In this case, that process is clumsily plotted and soured by second-rate skullduggery. Eli’s relationship becomes a conflict of interest that “The Independent” only mines in the most obvious ways, her father is diagnosed with terminal cancer (that tangled story thread used to give Eli more skin in the game, as if the stakes of a presidential election weren’t already personal enough for her), and her investigation into the lotto scheme is defanged by the film’s narrow focus in a way that prevents her from becoming the next Maggie Haberman, let alone the next Carl Bernstein.

It’s a shame that the movie has so little interest in world-building, not only because it would have made the whole enterprise feel more credible, but also because the alternate tomorrow that it sets up is just realistic enough to be compelling — or at least compelling enough for it to be unrealistic.
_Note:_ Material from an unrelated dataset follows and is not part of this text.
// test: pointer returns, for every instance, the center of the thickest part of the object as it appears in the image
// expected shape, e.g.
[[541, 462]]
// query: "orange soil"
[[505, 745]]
Flat direction makes the writing feel weaker than it is, while full-bodied performances make the drama feel stronger than it was on the page. Cena continues to channel his WWE charm into distressingly uncertain hero types (as opposed to Dwayne Johnson, who forcibly muscles his flawed characters into heroes), as if the actor recognizes the inherent eeriness of his own too-perfect screen image. And Cox… well, at one point he refers to someone as “an arrogant little boat shoe,” which is enough to scratch that Waystar Royco itch for the time being.

In that moment and others, HBO and today’s other entertainment giants cast a long shadow over this too-anonymous production, which offers more unnecessary proof that some of the nascent streamers are still trying to figure out how to make content that rises to the surface. If Peacock is lucky, “The Independent” might follow through on its primary influence, become the platform’s very own “House of Cards,” and pave the way for future success. Of course, that best-case scenario would be an ironic fate for a film about the urgent need for media platforms that don’t serve corporate interests, but life has a funny way of demanding many of the same compromises that movies are able to sidestep altogether.

Grade: C

“The Independent” will be available to stream on Peacock starting Wednesday, November 2.